The Brabazons say they have trouble making sense of the Army’s investigation into his death, which notes his psychiatric past.
“They talked about how he had a history of mental problems,” Margaret said. “I said, `No kidding. If you knew he had mental problems, then why was he there?'”
The military — as well as the administration — has an interest in keeping this kind of thing quiet. After all, the current military is a volunteer force. There is no political support for a draft, so that the military still needs to keep a volunteer force going. It’s already showing terrible signs of strain, and that’s without anyone being able to photgraph bodies arriving at Dover AFB or the wounded arriving. Yet it’s the very voluntariness of service that’s increasing the pressure on those already in the service:
Military experts and advocates point to recruiting shortfalls and intense wartime pressure to maintain troop levels as reasons more service members with psychiatric problems are being deployed to the war zone and kept there.
“What you have is a military stretched so thin, they’ve resorted to keeping psychologically unfit soldiers at the front,” said Stephen Robinson, the former longtime director of the National Gulf War Resource Center. “It’s a policy that can do an awful lot of damage over time.”
And despite that damage, the military has no plans to change they way they handle soldiers with PTSD:
While the 2005 jump in self-inflicted deaths was as pronounced as the 2003 spike that had stirred action, Army officials said last week that there were no immediate plans to change the approach or resources targeted to mental health. They said they had confidence in the initiatives put in place two years ago – additional combat stress teams to treat deployed troops and increased suicide prevention programs.
Col.

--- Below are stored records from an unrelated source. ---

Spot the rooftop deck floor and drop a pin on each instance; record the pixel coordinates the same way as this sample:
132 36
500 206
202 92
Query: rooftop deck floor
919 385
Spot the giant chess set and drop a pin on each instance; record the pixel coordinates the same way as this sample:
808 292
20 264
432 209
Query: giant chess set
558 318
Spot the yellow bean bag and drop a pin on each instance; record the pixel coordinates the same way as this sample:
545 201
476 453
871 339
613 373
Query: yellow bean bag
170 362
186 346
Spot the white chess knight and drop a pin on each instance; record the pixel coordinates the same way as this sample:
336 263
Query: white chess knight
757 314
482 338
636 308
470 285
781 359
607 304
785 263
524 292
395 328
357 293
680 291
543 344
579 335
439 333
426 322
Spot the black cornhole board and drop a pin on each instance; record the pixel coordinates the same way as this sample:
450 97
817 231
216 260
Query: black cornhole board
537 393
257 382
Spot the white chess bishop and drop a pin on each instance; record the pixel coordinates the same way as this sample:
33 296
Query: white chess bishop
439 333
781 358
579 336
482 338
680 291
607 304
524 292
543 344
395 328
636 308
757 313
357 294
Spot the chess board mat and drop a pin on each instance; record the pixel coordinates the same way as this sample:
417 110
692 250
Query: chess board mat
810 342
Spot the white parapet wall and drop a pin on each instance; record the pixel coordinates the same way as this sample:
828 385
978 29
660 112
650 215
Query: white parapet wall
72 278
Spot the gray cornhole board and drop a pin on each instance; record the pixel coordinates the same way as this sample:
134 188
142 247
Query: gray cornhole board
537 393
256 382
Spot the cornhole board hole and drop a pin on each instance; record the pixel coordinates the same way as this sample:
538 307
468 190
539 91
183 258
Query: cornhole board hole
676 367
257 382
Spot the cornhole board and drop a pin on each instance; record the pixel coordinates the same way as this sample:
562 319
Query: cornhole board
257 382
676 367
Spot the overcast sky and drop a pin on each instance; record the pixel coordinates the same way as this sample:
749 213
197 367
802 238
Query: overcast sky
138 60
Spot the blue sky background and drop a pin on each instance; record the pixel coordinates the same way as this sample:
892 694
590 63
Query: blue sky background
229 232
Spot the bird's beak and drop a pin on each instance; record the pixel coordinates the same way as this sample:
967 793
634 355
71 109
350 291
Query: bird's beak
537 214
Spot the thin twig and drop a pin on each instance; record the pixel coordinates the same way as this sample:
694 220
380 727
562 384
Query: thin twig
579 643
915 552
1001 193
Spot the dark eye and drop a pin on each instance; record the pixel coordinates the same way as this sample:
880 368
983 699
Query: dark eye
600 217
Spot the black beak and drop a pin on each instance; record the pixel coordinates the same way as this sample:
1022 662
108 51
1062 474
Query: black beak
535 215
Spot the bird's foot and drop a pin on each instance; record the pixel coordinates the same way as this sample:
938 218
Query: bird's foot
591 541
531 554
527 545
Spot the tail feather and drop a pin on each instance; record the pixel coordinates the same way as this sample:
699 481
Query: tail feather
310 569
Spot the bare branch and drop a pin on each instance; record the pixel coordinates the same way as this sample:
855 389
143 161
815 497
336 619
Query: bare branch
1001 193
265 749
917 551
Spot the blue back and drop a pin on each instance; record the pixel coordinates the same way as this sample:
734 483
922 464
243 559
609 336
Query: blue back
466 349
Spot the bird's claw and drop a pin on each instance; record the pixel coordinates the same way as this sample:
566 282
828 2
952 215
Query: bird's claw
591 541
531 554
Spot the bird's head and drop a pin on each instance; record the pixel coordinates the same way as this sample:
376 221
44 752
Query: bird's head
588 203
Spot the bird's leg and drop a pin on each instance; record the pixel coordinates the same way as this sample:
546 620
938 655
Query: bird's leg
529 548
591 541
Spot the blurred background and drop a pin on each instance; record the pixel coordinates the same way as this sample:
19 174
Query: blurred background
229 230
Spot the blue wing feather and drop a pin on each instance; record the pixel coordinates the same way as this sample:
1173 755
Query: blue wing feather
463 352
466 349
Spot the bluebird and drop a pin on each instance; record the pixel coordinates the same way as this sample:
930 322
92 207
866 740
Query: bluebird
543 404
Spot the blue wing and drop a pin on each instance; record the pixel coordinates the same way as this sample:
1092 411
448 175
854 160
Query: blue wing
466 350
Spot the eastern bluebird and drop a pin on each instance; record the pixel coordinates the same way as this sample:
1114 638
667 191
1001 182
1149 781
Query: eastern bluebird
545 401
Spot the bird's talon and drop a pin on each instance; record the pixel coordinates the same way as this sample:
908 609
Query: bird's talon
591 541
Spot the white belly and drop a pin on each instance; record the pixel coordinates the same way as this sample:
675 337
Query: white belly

Elspeth Ritchie, the top psychiatry expert for the Army surgeon general, said that while the Army is reviewing the 2005 suicides as a way to gauge its mental health efforts, “suicide rates go up and down, and we expect some variation.”
Ritchie said the mental health of troops remains a priority as the war enters its fourth year. But she also acknowledged that some practices, such as sending service members diagnosed with PTSD back into combat, have been driven in part by a troop shortage.
“The challenge for us … is that the Army has a mission to fight. And as you know, recruiting has been a challenge,” she said. “And so we have to weigh the needs of the Army, the needs of the mission, with the soldiers’ personal needs.”
At some point, those soldiers struggling with mental illness such as PTSD who do not kill themselves or get killed will return to civilian life. They will no longer have the military’s health care system to rely on, and if they are unable to work, or to get a job that carries health insurance, they will have to rely on the Veteran’s Administration. Which is being gutted, during wartime, by our War President.